Background on the Tax Package and Its Proponents
In Washington, the House Budget Committee continued its efforts to approve Donald Trump’s ambitious tax package. Although it was rejected last Friday due to internal division among Republicans, House Speaker Mike Johnson expressed confidence in reaching an agreement on Medicaid work requirements and passing the so-called “beautiful and great” tax package before Veterans Day, November 26.

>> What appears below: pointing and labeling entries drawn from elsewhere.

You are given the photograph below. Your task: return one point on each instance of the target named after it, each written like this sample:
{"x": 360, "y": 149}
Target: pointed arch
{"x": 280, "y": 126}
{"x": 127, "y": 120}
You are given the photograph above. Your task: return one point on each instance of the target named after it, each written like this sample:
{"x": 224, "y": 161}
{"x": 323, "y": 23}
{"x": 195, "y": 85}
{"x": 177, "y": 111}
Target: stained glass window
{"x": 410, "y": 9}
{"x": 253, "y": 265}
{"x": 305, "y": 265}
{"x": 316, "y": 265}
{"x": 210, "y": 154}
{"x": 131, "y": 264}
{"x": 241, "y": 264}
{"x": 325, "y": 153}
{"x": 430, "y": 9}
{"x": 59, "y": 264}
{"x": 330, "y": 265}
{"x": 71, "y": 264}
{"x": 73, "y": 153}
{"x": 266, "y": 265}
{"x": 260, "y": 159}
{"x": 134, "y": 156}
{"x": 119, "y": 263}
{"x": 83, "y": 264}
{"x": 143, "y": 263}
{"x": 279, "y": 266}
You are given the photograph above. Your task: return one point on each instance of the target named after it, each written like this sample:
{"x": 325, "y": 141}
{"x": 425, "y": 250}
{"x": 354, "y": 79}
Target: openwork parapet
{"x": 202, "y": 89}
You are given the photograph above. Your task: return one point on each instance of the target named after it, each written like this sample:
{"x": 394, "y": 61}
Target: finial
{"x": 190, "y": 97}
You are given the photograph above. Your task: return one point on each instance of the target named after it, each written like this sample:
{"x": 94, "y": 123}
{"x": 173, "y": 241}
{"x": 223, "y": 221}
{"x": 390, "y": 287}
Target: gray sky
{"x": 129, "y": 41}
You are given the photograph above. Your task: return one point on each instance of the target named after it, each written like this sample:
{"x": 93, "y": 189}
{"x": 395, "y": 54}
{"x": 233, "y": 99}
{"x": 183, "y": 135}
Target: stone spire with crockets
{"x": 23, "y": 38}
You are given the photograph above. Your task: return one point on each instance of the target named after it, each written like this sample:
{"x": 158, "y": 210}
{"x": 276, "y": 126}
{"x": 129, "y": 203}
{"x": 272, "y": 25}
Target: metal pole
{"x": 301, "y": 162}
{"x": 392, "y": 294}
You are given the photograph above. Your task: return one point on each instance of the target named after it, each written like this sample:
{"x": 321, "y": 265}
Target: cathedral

Key Provisions of the Tax Package
The proposed package extends the 2017 tax cuts, including reducing the corporate tax rate from 35% to 21%. It eliminates taxes on tips and overtime pay, imposes a 5% tax on remittances from non-citizen migrants, tightens Medicaid access, and prohibits state regulation of artificial intelligence for a decade.
Experts’ Concerns on Fiscal Impact
Experts warn that this package could increase U.S. debt by $3 to $5 trillion over the next decade. Moody’s has already downgraded the U.S. credit rating, and Treasury Secretary Scott Bessent attempted to downplay the impact by asserting that economic growth would offset the deficit. This increase, combined with the current debt of approximately $36.2 trillion, would elevate the debt-to-GDP ratio to 134% by 2035.
Mexico’s Immediate Concerns
- Remittances: In 2024, remittances exceeded $64.7 billion (approximately 1.26 trillion pesos). A 5% tax could reduce this flow by $63 to $126 billion. Approximately 4.9 million Mexican households would lose around $19,000 annually, impacting their ability to afford basic necessities and causing a significant drop in national consumption.
- Higher U.S. Deficit and Global Interest Rates: The increased deficit will raise global interest rates, causing Mexico to pay more for its public and private debt.
- Competitiveness of Mexican Businesses: Lower corporate taxes in the U.S. could make Mexican businesses less competitive, potentially causing nearshoring projects to migrate north.
- AI Regulation and Technology Risks: If a federal regulatory framework for artificial intelligence is permissive, Mexico might import technologies without proper controls. This could lead to privacy risks, biased automated decisions, and technological dependence without legal safeguards.
Political Controversy: Ricardo Monreal’s Claims
Mexico’s representative Ricardo Monreal claimed that the initial rejection of the tax plan was partly due to Mexico’s “firm position.” Asserting that Mexico influenced an internal U.S. Congressional decision on a trillion-dollar package is as absurd as assuming the U.S. Federal Reserve consults Mexico’s central bank before adjusting interest rates. Monreal’s statements are seen as self-serving and lacking proportion or shame.
The Trump tax package remains alive, and Mexican politicians like Monreal should prepare the country for potential consequences since U.S. ideologically-driven legislation often has significant effects on Mexico, where economic maneuvering room is shrinking.